Leo que comer en la calle se ha puesto de moda en Europa cuando realmente jamás ha dejado de estarlo. Por lo que me concierne, nunca he tenido inconveniente en picar de los puestos callejeros que ofrecen garantías. ¿A quién no le ha apetecido comer un buen pedazo de pizza en Roma o Nápoles? O hacer el movimiento de cuello de las focas para llevarse a la boca un arenque crudo entero y verdadero en una de tantas furgonetas delicatesen de Amsterdam. He perseguido más de una vez los currywurst de Berlín, y en Praga las monumentales klobasy que sirven en el Tipsport Arena en los partidos de hockey hielo del Sparta. Los gyros en Atenas, los kebap en Estambul, el kokoreç (intestinos de cordero fritos), los pinchitos de mejillones empanados (midye tava), la pakora india (verdura frita). Comer en la calle resulta socorrido cuando lo que te ofrecen en ella es apetecible y distinto. Eso, sí, como sucede en algunos restaurantes, conviene estar muy atento al producto.

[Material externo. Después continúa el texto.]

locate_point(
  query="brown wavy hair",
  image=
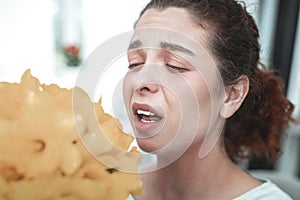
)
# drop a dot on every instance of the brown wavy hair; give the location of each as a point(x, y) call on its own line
point(256, 128)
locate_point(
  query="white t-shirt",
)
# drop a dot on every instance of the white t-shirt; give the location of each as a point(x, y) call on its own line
point(266, 191)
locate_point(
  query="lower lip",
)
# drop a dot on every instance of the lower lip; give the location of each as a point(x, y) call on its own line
point(146, 127)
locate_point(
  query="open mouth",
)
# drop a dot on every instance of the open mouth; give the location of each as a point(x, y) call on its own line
point(145, 113)
point(147, 116)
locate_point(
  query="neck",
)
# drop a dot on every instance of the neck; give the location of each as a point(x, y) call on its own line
point(190, 177)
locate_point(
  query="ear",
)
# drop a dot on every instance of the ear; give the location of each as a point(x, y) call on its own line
point(234, 96)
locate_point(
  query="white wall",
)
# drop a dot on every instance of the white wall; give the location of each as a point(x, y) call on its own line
point(27, 35)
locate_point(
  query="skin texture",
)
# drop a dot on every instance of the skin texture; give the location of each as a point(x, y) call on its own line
point(213, 176)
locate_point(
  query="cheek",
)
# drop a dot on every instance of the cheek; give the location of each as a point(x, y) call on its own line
point(127, 89)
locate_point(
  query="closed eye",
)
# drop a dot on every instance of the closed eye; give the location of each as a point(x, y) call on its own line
point(178, 69)
point(134, 65)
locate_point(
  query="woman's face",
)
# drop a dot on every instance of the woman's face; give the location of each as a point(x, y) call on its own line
point(172, 89)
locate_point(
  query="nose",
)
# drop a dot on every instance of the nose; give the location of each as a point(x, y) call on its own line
point(148, 88)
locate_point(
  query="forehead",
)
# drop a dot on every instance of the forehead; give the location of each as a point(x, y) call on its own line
point(175, 19)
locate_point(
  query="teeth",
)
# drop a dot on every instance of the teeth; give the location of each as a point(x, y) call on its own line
point(143, 112)
point(147, 121)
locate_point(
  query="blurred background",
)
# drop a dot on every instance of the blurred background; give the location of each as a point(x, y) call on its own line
point(54, 37)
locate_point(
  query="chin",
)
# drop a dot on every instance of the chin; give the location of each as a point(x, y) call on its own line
point(148, 145)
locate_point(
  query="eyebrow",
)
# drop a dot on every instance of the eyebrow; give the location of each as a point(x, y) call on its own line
point(164, 45)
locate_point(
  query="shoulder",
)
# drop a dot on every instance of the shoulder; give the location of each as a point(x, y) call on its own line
point(266, 191)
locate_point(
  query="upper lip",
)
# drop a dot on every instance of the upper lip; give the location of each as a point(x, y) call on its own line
point(145, 109)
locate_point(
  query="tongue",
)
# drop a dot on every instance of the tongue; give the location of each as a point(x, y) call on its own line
point(150, 118)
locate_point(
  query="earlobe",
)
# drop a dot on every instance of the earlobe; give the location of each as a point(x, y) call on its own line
point(234, 96)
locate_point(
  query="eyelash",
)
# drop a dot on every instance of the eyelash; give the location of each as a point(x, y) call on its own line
point(134, 65)
point(179, 69)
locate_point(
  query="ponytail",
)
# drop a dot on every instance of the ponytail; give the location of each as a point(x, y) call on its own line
point(256, 128)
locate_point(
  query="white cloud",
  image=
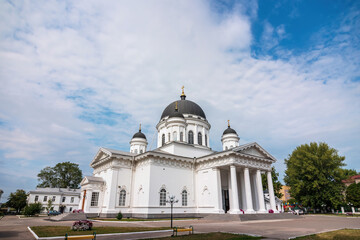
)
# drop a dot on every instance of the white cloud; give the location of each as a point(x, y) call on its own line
point(80, 75)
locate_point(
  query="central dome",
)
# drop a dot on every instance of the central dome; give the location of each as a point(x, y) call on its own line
point(184, 107)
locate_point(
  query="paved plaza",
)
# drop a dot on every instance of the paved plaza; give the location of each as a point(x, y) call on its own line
point(11, 227)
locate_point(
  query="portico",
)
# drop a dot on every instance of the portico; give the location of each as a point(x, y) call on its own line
point(243, 190)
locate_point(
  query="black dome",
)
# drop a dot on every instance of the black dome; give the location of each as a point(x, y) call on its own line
point(139, 135)
point(176, 114)
point(185, 107)
point(229, 130)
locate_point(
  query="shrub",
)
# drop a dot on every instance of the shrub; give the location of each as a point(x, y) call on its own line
point(82, 225)
point(32, 209)
point(119, 216)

En ese estado de atención permanente me encontraba la primera vez que pise la Plaza de Jamaa el-Fna, en Marrakech. Se apagaban las luces del día entre el trasiego de los que instalaban sus cocinas ambulantes. Dirigía la mirada a las viandas, mientras trataba de evitar objetos voladores no identificados dispuestos a arrimarse o entablar conversación sobre los asuntos más peregrinos. Cualquiera que haya estado allí sabrá a lo que me refiero. Si no es así, pero han visitado otros lugares del Magreb, también, porque en todos sucede lo mismo y la cantidad de pelmazos por metro cuadrado supera cualquier previsión. En Jamaa el-Fna hay varias paradas: cuando uno se ha hecho con la plaza ya sabe dónde sirven los mejores pinchos de cordero, el mejor tajine, las salchichas (merguez) menos agresivas para el organismo, la chermoula menos picante, el khobz (pan) recién horneado más crujiente o las berenjenas fritas menos grasientas.

Jamaa el-Fna, a su manera, es una escuela de la cocina callejera. Pero la verdadera universidad está en Asia. En los mercados de Penang, Malasia, con las distintas variedades de arroces (nasi goreng), los fideos (me hoon) con cerdo, y esa sopa picante que llaman laksa, capaz de elevar el ánimo a cualquier espíritu decaído. En Hong Kong, donde, mezclados entre los puestos, uno puede encontrar también mesas y sillas para hacer paradas en algunos de los mejores restaurantes de pescado y marisco que he tenido la ocasión de disfrutar en mi vida. En los mercados callejeros de Beirut, los souks, donde cualquiera puede detenerse a comer el gran repertorio libanés, taboulés, verduras que despiertan los sentidos, cordero asado, etcétera. O en Singapur, donde algún día me desperecé de la placidez de las ginebras con granadina pensando en Paul Morand, cuando decía aquello de que un inglés sabe convertir una cena en la ceremonia más aburrida e indigesta del mundo. Y, para doctorarme en la universidad de la calle, me lancé a los hawkers en busca del delicioso cangrejo con chile y el satay, los pedazos de carne marinados en cúrcuma que asan a la parrilla ensartados en un pincho de bambú sobre unas brasas de carbón.